正如你所看到的,除了一个小细节外,我几乎完成了;连接节点的路径与第一个节点重叠(PA1、PA2 等)。
我尝试了很多方法但都没有成功,因为 Tikz 似乎对我的代码表现得很奇怪。
\documentclass{article}
\usepackage[pdftex,active,tightpage]{preview}
\usepackage{tikz}
\usetikzlibrary{positioning,shapes,external}
\begin{document}
\begin{preview}
\begin{tikzpicture}[transform shape,scale=0.8,
pin/.style={draw,rectangle,rounded corners=1mm,fill=gray!50,minimum width=8mm},
label/.style={draw,rectangle,rounded corners=1mm,minimum width=8mm}]
% Constants
\def\pps{8} % pps = pins per side
\def\size{\pps * 0.75}
\def\halfsize{\size / 2}
\pgfmathsetmacro\side{2 * \size / 1.41}
% Draw IC shape and name
\node at (0,0) [minimum size=\side cm,diamond,fill=black!60,rounded corners=5mm] () {\LARGE STM32F103C8};
\node at (0,\size / 1.8) [circle,inner sep=\size / 2,fill=black] () {};
% Create pin nodes with numberings
\newcounter{pin}\setcounter{pin}{0}
\foreach \y/\angle/\dir in {-\halfsize/-45/1,-\halfsize/45/1,\halfsize/-45/-1,\halfsize/45/-1}{
\begin{scope}[transform shape,rotate around={\angle:(0,0)}]
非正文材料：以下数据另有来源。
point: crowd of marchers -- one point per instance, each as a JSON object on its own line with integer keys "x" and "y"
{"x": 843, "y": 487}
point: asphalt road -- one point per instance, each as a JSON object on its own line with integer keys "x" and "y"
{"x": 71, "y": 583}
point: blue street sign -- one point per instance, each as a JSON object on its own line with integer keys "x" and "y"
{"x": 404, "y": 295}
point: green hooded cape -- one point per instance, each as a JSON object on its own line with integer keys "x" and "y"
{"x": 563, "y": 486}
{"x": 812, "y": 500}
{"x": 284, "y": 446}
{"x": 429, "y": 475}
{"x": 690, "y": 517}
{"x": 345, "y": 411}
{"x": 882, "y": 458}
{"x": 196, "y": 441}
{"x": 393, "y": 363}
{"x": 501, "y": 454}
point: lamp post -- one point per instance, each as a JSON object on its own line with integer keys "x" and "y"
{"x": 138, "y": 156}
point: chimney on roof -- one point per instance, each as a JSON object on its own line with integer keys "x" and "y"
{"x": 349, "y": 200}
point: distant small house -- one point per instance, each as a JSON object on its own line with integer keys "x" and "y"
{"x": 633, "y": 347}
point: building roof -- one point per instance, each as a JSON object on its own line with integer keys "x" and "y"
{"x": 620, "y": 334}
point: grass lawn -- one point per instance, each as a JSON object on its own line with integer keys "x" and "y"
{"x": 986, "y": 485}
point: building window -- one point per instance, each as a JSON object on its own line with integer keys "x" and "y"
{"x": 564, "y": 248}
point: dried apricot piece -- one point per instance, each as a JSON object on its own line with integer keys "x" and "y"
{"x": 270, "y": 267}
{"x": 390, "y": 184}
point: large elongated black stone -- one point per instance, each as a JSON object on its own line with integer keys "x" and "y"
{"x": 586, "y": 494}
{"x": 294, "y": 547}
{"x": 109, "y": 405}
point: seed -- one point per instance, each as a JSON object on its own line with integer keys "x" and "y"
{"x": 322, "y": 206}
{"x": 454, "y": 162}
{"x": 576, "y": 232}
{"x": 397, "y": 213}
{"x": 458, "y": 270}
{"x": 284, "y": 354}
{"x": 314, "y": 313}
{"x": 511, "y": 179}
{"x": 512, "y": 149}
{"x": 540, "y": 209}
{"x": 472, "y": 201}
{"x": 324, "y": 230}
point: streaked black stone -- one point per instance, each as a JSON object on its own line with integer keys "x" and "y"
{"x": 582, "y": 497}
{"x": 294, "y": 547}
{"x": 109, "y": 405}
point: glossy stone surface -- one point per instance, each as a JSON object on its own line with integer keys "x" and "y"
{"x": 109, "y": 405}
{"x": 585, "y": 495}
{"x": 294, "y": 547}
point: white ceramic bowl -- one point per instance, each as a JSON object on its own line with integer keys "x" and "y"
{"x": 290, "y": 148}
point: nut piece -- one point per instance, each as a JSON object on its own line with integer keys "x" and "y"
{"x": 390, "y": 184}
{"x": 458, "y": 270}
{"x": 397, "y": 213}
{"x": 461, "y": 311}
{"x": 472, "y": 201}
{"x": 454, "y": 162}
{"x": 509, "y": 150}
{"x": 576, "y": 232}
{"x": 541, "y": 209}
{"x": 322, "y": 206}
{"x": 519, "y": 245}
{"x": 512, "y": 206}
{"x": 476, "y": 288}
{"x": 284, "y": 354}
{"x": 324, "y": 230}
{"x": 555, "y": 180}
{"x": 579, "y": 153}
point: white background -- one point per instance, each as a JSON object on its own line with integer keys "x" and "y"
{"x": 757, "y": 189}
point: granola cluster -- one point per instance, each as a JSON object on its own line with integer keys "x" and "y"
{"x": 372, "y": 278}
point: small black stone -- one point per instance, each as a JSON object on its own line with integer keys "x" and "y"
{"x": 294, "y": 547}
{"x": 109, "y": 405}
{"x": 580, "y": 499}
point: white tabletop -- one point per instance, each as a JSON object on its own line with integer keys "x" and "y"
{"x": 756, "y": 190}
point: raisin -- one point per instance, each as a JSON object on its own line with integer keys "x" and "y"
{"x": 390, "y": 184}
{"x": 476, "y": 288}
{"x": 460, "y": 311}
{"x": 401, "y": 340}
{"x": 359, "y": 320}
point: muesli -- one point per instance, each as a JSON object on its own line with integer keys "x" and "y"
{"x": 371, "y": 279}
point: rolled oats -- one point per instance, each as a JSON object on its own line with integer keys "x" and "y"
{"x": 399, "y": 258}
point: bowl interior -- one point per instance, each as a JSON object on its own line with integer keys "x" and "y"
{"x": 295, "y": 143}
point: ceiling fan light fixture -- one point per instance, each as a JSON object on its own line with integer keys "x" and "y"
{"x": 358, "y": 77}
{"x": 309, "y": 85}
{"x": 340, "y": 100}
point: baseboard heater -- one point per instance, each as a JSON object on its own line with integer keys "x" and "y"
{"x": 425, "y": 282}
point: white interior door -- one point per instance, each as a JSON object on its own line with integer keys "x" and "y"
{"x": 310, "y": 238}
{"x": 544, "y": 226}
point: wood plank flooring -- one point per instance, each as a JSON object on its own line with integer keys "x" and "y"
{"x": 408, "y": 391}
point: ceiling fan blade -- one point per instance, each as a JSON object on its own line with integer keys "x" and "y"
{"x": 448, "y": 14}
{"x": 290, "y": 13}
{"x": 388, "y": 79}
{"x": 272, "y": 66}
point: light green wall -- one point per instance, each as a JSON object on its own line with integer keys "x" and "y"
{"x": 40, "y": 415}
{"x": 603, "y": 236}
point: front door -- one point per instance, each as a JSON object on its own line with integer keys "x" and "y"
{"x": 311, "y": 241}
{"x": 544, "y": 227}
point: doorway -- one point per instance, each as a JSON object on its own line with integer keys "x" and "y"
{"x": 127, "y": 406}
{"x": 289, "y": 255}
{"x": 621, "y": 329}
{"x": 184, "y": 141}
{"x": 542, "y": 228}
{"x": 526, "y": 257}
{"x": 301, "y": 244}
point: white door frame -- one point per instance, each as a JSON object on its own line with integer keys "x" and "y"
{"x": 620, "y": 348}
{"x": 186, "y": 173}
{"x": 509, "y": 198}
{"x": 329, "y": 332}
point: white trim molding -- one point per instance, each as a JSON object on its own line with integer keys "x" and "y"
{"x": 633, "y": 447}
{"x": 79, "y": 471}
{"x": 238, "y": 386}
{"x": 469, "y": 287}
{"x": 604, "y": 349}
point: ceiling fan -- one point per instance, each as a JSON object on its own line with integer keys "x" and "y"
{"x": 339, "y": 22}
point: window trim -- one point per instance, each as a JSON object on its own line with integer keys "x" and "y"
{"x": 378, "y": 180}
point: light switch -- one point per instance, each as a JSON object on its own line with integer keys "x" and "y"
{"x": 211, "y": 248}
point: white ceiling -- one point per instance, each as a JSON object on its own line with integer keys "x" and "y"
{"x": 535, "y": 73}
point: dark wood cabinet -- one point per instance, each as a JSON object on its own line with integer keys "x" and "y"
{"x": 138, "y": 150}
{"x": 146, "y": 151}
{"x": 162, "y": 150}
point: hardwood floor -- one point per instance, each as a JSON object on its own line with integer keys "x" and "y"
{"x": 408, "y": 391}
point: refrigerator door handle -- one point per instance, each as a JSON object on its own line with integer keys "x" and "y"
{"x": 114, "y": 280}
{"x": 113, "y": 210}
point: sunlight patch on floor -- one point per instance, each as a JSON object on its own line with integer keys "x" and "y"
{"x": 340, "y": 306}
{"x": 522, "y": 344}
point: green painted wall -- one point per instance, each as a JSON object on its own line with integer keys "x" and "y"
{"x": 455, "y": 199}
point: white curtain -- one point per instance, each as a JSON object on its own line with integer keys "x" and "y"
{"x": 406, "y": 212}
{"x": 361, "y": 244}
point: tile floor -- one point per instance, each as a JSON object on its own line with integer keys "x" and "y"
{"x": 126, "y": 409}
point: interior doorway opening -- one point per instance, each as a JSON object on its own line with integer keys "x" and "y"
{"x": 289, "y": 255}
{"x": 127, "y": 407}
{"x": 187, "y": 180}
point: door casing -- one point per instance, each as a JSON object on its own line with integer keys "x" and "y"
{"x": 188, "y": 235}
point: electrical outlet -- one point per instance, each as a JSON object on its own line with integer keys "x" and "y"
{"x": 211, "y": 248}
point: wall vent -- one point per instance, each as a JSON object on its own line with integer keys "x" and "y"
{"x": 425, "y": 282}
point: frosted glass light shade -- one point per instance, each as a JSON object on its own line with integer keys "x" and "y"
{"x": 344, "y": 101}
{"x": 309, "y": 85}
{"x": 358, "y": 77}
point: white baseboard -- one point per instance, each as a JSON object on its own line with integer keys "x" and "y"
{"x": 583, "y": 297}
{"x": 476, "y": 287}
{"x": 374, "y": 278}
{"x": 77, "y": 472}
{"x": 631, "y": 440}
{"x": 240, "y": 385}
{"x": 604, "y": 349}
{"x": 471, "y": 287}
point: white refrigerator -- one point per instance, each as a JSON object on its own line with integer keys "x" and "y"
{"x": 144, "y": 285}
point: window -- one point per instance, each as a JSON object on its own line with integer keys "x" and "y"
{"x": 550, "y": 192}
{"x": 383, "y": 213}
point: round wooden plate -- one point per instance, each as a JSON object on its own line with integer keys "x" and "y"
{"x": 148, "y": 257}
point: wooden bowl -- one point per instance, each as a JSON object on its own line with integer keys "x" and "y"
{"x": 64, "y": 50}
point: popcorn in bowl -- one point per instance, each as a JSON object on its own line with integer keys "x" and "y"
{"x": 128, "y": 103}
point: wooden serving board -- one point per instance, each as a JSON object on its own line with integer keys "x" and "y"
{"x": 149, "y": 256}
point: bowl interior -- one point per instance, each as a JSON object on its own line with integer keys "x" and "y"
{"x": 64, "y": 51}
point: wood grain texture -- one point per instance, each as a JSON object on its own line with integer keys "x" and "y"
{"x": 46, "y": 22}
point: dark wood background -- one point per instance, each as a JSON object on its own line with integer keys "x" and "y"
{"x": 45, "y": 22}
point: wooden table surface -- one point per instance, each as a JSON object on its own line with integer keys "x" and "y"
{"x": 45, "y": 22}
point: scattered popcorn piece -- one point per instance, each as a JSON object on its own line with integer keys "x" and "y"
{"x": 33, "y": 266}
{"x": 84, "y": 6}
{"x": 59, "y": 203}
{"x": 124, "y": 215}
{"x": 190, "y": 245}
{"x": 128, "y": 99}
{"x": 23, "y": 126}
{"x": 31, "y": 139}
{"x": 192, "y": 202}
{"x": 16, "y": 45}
\foreach \x in {1,...,\pps}
\stepcounter{pin}
\node at (\y - \dir * 0.3,{\dir * (\size / 2 - \size / (\pps + 1) * \x)}) [pin] (\thepin-0) {\large\thepin};
\end{scope}
}
% Begin pin functions data
% Pin 1
\node[label,left=of 1-0,fill=gray] (1-1) {PA1};
\node[label,left=of 1-1,fill=green] (1-2) {TIM1{\_}CH1};
\node[label,left=of 1-2,fill=orange] (1-3) {ADC1{\_}CH2};
\draw (1-0) [out=180,in=0] to (1-1) -- (1-2) -- (1-3) ; % <---- Problem is here
% Pin 2
\node[label,left=of 2-0,fill=gray] (2-1) {PA2};
\node[label,left=of 2-1,fill=blue] (2-2) {DAC2};
\node[label,left=of 2-2,fill=white] (2-3) {I2C{\_}SDL};
\node[label,left=of 2-3,fill=orange] (2-4) {USART6{\_}RX};
\draw (2-0) [out=180,in=0] to (2-1) -- (2-2) -- (2-3) -- (2-4) ;
%%%%%%%%
% Rest of pins omitted to reduce clutter
%%%%%%%%
\end{tikzpicture}
\end{preview}
\end{document}
答案1
一个非常简单的解决方法是复制第一个to节点,即
\draw (1-0) to[out=180,in=0] (1-1) (1-1) -- (1-2) to (1-3) ;
请注意,to依赖于topaths库的路径(但会自动加载)的行为与 略有不同--,不仅仅是因为您可以弯曲路径。您观察到的效果是路径to连接到边界上的正确点(请参阅 pgfmanual v3.1.4b 中第 1123 页上的命令\pgfpointshapeborder),然后从那里继续。如果您说这种行为不是完全对称的,我同意。
完整 MWE:
\documentclass{article}
\usepackage[pdftex,active,tightpage]{preview}
\usepackage{tikz}
\usetikzlibrary{positioning,shapes,external}
\begin{document}
\begin{preview}
\begin{tikzpicture}[transform shape,scale=0.8,
pin/.style={draw,rectangle,rounded corners=1mm,fill=gray!50,minimum width=8mm},
label/.style={draw,rectangle,rounded corners=1mm,minimum width=8mm}]
% Constants
\def\pps{8} % pps = pins per side
\def\size{\pps * 0.75}
\def\halfsize{\size / 2}
\pgfmathsetmacro\side{2 * \size / 1.41}
% Draw IC shape and name
\node at (0,0) [minimum size=\side cm,diamond,fill=black!60,rounded corners=5mm] () {\LARGE STM32F103C8};
\node at (0,\size / 1.8) [circle,inner sep=\size / 2,fill=black] () {};
% Create pin nodes with numberings
\newcounter{pin}\setcounter{pin}{0}
\foreach \y/\angle/\dir in {-\halfsize/-45/1,-\halfsize/45/1,\halfsize/-45/-1,\halfsize/45/-1}{
\begin{scope}[transform shape,rotate around={\angle:(0,0)}]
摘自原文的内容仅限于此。